Told with tenderness and care in an undefined near future, Eleanor Davis's The Hard Tomorrow blazes unrestrained, as moments of human connection are doused in fear and threats. Her astute projections probe at current anxieties in a cautionary tale that begs the question: What will happen after tomorrow?"
PUBLISHERS WEEKLY
Davis (Why Art?) gently observes the foibles of modern social justice seekers in this vulnerable domestic drama. Hannah, a home health aide and activist, is attempting to get pregnant while she organizes grassroots leftism as her husband, Johnny, faces their future with considerably less drive. Their worlds are largely separate, as evinced through Davis's elegant, romantic, and densely drawn linework: Hannah is immersed in elder care, protesting, politics, and her charged friendship with fellow activist Gabby; while Johnny drifts from completing the building of their home to working on a noxious friend's survivalist compound.
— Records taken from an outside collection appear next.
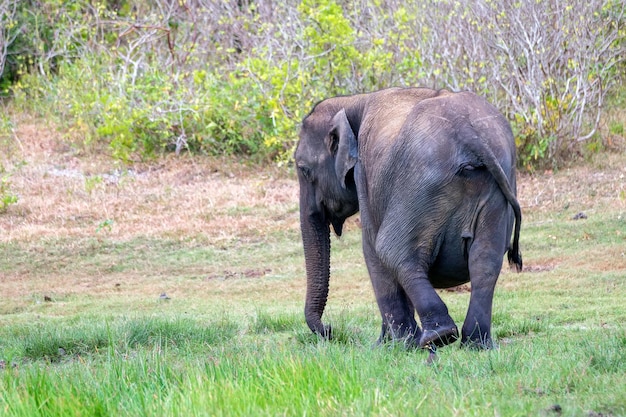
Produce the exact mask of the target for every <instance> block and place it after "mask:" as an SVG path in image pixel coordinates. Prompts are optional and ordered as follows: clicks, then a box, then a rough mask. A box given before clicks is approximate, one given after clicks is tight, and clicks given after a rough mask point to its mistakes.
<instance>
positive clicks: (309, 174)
mask: <svg viewBox="0 0 626 417" xmlns="http://www.w3.org/2000/svg"><path fill="white" fill-rule="evenodd" d="M298 169H299V170H300V172H301V173H302V176H303V177H304V178H305V179H306V180H307V181H311V168H309V167H307V166H304V165H299V166H298Z"/></svg>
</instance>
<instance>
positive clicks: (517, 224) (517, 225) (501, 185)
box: [472, 137, 522, 272]
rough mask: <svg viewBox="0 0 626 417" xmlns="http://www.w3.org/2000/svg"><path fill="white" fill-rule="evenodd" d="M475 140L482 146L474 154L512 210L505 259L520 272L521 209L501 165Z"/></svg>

Rather than glory in the couple's flaws, from Hannah's naivet to Johnny's idleness, or sand down these rough edges, Davis presents her protagonists' messy humanity in a kind, plain light. Their miniature saga feels less like the arc of fiction and more like a few days lifted intact from real lives. But, then, Davis seems to argue that any life is rich and complicated enough to merit its own book and she convinces the reader she is right.)